A survey of 250 software developers and architects in the U.S. found nearly three-quarters of respondents (74%) reported that the average cost of an application modernization project is nearly $1.5 million, with 79% noting that at least one of these projects has failed.
Conducted by Wakefield Research on behalf of vFunction, a provider of a platform that automatically converts monolithic applications into microservices, the survey polled developers and architects at organizations with 5,000 or more employees that have been in business for at least 15 years and are maintaining Java applications. The survey found that the primary reasons application modernization projects failed were expectations not being set correctly (43%) and the need for organizational structural changes (37%).
Despite the cost and inherent risks, however, the survey also found a full 92% of respondents planned to or are currently modernizing applications. Nearly two-thirds (62%) said having the right resources and tools is the key to application modernization success.
Well over half of the respondents (58%) also noted that, on average, it takes 16 months to complete these projects, with more than a quarter (27%) noting it takes two years or more. Not surprisingly, a full 97% said they expected someone in their organization would push back on a proposed project.
Application modernization, of course, is something of a catch-all phrase that can involve everything from providing applications with a web frontend to lifting-and-shifting them into the cloud or completely refactoring them to run natively on a cloud platform.
vFunction CEO Moti Rafalin said that regardless of the scope of the initiative, most organizations should first pick these projects based on what makes the most sense for the business. Once identified, it then becomes critical for IT teams to have a deliberate strategy in place to achieve that goal given the high cost of failure, he added.
Organizations would also be well-advised to determine how job roles will evolve, because one of the biggest inhibitors to application modernization is concern over how any job might be impacted, noted Rafalin.
It’s not clear how quickly organizations are opting to modernize existing applications versus replacing them outright.

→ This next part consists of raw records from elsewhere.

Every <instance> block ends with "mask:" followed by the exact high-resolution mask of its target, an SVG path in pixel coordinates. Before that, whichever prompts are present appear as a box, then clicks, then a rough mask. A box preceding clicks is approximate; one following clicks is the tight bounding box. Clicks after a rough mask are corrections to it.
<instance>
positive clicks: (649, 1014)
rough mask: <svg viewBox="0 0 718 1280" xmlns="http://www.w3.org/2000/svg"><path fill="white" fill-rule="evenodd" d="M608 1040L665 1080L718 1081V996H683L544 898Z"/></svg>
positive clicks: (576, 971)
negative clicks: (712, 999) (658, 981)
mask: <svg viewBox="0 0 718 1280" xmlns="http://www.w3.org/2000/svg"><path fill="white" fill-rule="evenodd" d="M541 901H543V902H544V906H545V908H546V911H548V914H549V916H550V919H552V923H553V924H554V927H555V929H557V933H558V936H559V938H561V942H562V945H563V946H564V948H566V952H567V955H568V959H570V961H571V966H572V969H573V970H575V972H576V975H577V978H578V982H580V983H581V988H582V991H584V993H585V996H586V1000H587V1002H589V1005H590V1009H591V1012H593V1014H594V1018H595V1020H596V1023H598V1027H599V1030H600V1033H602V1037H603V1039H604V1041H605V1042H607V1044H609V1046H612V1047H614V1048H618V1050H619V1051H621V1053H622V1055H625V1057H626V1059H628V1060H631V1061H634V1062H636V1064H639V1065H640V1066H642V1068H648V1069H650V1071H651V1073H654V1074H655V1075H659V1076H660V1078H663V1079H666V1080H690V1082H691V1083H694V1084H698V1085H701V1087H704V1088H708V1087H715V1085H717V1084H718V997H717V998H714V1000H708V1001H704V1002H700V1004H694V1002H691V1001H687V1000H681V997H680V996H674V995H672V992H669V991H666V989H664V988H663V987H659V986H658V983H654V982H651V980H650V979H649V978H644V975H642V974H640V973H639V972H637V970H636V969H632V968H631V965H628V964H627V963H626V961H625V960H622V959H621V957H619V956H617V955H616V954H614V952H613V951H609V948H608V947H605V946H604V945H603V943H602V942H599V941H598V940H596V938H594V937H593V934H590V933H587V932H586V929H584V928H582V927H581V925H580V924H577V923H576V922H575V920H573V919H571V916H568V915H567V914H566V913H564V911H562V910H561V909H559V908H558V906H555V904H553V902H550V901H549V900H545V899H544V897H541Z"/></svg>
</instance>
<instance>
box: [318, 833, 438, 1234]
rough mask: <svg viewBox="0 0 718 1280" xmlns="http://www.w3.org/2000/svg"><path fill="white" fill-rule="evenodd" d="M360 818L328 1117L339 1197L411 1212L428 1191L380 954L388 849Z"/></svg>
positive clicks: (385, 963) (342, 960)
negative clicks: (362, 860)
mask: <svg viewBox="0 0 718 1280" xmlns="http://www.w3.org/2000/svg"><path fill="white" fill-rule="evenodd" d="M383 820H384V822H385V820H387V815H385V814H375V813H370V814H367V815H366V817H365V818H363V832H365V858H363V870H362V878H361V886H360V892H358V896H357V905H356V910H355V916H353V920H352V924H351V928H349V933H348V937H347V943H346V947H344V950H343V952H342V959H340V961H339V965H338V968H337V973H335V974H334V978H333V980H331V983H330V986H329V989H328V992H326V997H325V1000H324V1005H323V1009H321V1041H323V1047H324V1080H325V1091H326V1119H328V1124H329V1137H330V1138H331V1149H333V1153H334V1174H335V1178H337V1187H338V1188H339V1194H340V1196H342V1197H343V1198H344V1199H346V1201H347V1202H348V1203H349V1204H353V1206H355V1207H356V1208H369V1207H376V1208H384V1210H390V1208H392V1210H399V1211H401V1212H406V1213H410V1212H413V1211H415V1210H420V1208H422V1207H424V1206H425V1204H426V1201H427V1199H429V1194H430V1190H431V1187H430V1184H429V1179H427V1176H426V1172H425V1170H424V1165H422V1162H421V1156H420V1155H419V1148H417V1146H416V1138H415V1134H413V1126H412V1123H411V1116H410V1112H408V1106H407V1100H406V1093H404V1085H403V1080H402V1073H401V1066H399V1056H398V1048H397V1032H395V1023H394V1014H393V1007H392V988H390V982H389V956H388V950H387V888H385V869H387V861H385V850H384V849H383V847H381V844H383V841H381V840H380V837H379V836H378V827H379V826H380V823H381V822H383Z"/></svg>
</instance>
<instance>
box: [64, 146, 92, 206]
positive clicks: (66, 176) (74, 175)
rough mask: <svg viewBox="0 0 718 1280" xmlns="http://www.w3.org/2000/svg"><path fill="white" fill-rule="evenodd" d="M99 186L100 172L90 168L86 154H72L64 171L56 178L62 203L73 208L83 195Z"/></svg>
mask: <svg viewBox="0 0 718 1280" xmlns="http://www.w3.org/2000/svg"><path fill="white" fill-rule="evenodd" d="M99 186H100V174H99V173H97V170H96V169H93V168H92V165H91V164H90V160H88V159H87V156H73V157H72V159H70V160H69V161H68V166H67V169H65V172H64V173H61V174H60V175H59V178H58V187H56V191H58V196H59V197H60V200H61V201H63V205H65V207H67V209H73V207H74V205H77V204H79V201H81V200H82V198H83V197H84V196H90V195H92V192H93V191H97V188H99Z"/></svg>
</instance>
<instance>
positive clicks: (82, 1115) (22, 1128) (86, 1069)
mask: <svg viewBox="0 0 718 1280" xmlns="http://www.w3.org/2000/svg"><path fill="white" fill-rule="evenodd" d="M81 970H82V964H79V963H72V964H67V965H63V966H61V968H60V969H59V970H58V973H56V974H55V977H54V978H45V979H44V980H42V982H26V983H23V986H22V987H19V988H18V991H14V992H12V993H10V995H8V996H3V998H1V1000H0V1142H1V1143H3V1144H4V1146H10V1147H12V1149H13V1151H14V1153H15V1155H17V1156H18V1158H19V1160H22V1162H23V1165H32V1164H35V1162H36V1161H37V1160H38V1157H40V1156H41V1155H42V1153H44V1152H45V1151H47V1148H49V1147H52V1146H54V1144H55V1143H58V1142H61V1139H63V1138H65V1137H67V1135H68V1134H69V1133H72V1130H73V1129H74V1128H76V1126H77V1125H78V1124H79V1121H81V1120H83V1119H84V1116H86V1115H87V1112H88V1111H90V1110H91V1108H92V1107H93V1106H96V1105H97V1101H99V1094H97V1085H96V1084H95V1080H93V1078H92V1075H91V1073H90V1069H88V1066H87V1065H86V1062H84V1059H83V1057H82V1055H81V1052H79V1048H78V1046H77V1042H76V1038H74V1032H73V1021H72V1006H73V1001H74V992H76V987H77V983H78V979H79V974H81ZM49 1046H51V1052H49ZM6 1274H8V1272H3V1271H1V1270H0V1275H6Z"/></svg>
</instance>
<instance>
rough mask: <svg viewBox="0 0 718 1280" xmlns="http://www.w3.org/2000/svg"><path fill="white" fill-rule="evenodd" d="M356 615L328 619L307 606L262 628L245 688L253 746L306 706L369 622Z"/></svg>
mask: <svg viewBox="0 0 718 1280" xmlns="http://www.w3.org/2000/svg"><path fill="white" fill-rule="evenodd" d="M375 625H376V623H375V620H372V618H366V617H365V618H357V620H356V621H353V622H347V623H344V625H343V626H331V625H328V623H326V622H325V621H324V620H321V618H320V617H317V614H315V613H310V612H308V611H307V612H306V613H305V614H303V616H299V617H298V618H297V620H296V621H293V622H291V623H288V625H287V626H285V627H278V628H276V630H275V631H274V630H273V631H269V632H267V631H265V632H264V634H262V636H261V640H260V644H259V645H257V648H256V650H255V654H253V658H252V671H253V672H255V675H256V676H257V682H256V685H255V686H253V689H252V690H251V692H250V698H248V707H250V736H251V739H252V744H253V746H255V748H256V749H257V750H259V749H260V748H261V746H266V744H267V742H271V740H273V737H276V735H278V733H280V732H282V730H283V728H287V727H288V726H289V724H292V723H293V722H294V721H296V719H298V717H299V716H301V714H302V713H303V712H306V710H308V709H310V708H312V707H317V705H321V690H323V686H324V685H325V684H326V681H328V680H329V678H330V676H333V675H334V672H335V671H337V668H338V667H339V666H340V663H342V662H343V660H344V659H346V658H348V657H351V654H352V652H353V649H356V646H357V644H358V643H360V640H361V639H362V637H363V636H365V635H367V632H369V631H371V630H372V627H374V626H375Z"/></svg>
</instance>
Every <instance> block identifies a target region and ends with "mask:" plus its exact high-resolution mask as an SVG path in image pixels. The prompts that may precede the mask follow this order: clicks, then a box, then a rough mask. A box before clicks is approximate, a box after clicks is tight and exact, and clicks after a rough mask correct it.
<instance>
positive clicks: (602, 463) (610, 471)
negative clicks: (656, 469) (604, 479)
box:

However, as more organizations opt to run applications in the cloud, the level of interest in using microservices to build applications has risen sharply. The goal is to employ microservices to make applications both more resilient and secure. The tradeoff is that microservices-based applications tend to have lots of dependencies that make them more challenging to manage and secure.
Regardless of approach, it’s more a question of when an application will be modernized or retired versus if. The level of technical debt that accrues over time for each application eventually becomes unsustainable. The issue, of course, is that most organizations don’t have the resources required to modernize every application at once, so it may take a decade or more to work through an entire application portfolio—even as that portfolio continues to grow. In fact, as technologies continue to evolve, it may turn out that application modernization is not a task to be completed as much as it is a permanent state of IT affairs.